Situé dans le district de Birissa, à une vingtaine de kilomètres de la ville de Faranah, le village de Farankan fait face à un déficit criant d’infrastructures sociales de base. Ni centre de santé, ni accès à l’eau potable, ni école en dur : les populations locales vivent dans des conditions précaires qui compromettent particulièrement l’avenir éducatif des enfants.
Une école de fortune pour plus de 100 enfants
À Farankan, plus d’une centaine d’élèves poursuivent leur scolarité dans des conditions difficiles. Faute d’établissement scolaire, les enfants étudient dans deux hangars de fortune, recouverts de paille et de bâches. À l’intérieur, ils sont assis sur des planches sommairement assemblées, sous le regard du drapeau tricolore guinéen flottant au-dessus des abris.
Un enseignant de la fonction publique, affecté par l’État, assure les cours de français, tandis que la communauté a également recruté un enseignant pour l’arabe. Cette initiative communautaire vise à offrir une chance d’éducation aux enfants du village, malgré l’absence de soutien matériel suffisant.
El Hadj Maka Bah, notable et l’un des initiateurs du projet scolaire:
« C’est lorsque nous avons constaté que nous avions beaucoup d’enfants qui n’étudiaient pas que nous avons initié cela, après accord des autorités. Nous avons cherché un enseignant pour l’arabe, et les autorités ont envoyé un enseignant pour le français, qui est payé par l’État. Quant à l’école, ce sont nous qui avons construit ces hangars. »
Une initiative locale face à l’abandon institutionnel
Déterminés à offrir un cadre éducatif, même rudimentaire, les habitants ont fait appel à leurs propres ressources. Le premier enseignant était un fils du village, envoyé depuis Conakry. Mamadou Baillo Bah, président de l’Association des parents d’élèves (APAE):
« Nous n’avions pas d’école. Ce village a au minimum 50 ans d’existence. Nous demandons aujourd’hui aux autorités qu’elles nous aident à avoir une école digne pour nos enfants. »

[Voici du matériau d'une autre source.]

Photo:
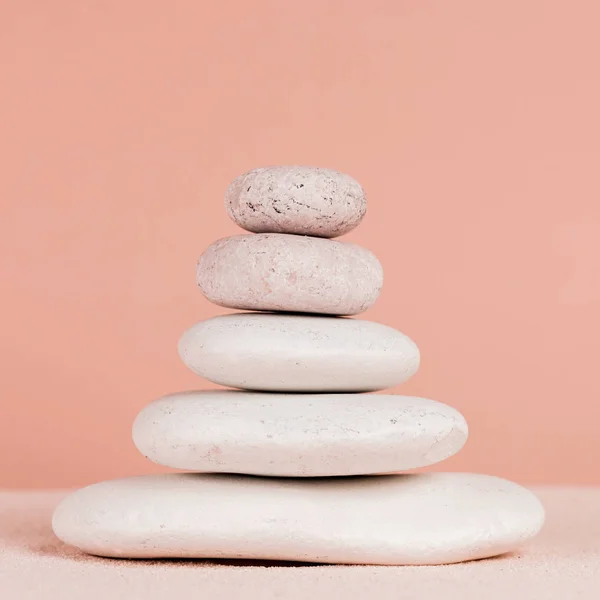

L’établissement primaire le plus proche se trouvant à plus de cinq kilomètres, ces hangars constituent la seule alternative pour de nombreuses familles. Malgré les difficultés, les effectifs restent importants, comme l’explique El Hadj Maka Bah :
« Nous avons eu ici plus de cent cinq enfants inscrits ; certains sont admis à l’examen. En ce moment, nous avons plus de 70 élèves, entre la première et la quatrième année. »
L’appel poignant des élèves
Fonctionnant actuellement comme une école franco-arabe, l’établissement bénéficie partiellement du soutien de l’État à travers la prise en charge de l’enseignant de français. Toutefois, les conditions d’apprentissage demeurent indignes, selon les élèves eux-mêmes.
Mamadou Saliou Bah, élève de l’école, interpelle directement le président de la République :
« Nous appelons le président de la république à nous aider à avoir une école, nous étudions dans un hangar. C’est déplorable dans un pays. Nous aussi nous sommes les fils de ce pays nous souffrons ici. »
Des besoins essentiels toujours non satisfaits
Au-delà de l’éducation, Farankan souffre également d’un manque d’infrastructures vitales. L’absence de point d’eau potable et de centre de santé complique davantage le quotidien des habitants, exposés à de multiples risques sanitaires.
Face à cette situation, les populations de Farankan lancent un appel aux autorités afin qu’elles interviennent pour réduire les inégalités territoriales et garantir à leurs enfants un avenir meilleur.